In an earlier post I introduced tiling desktops a.k.a tiling window managers whose notable feature is to make maximum use of screen estate. This post is about how to make Openbox always open maximised windows.

Just in case, make a backup of Openbox main configuration file .config/openbox/rc.xml. This is the file that needs some editing.

Open up the rc.xml and find the section <applications>. This must be a major section, not a command concerning a specific application.

In that section, insert:

  <application class="*">           <decor>no</decor>            <maximized>yes</maximized> </application>     <application type="dialog">         <decor>yes</decor>        <maximized>no</maximized> </application> 

The first codebit tells Openbox to maximise all windows and lose their decorations. If you want to keep the decorations, don’t use the <decor> tags.

The second codebit (beginning with the line containing “dialog”) tells Openbox to exempt dialogs from maximisation. This works for applications that have their dialogs and prompts properly codified as such. Not all of them are properly done. 

Additionally, you may want to exempt some specific apps from getting maximised. For example the messenger: 

  <application class="Pidgin">         <decor>yes</decor>        <maximized>no</maximized> </application> 

Note the class property in application tag. Mostly the ordinary application name fits into that property. Another possibility is to use the name property, which should be the text on the titlebar.
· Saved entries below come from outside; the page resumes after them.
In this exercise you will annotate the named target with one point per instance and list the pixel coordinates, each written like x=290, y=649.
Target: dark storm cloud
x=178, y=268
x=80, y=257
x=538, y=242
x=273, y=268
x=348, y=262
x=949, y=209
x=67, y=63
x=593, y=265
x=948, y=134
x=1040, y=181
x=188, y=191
To assign class and name properties rightly, use the command-line tool obxprop which probably comes with every Openbox. It’s used as follows:

  1. In terminal, type obxprop and Enter (it as if stalls, let it be)
  2. Switch to the window whose class/name info you want – by keyboard shortcut, not with mouse
  3. Click on the window
  4. Turn back to the terminal and find the relevant class/name info to put into rc.xml

All necessary changes done, save rc.xml, run openbox --reconfigure and see the effect of the changes to your windowing.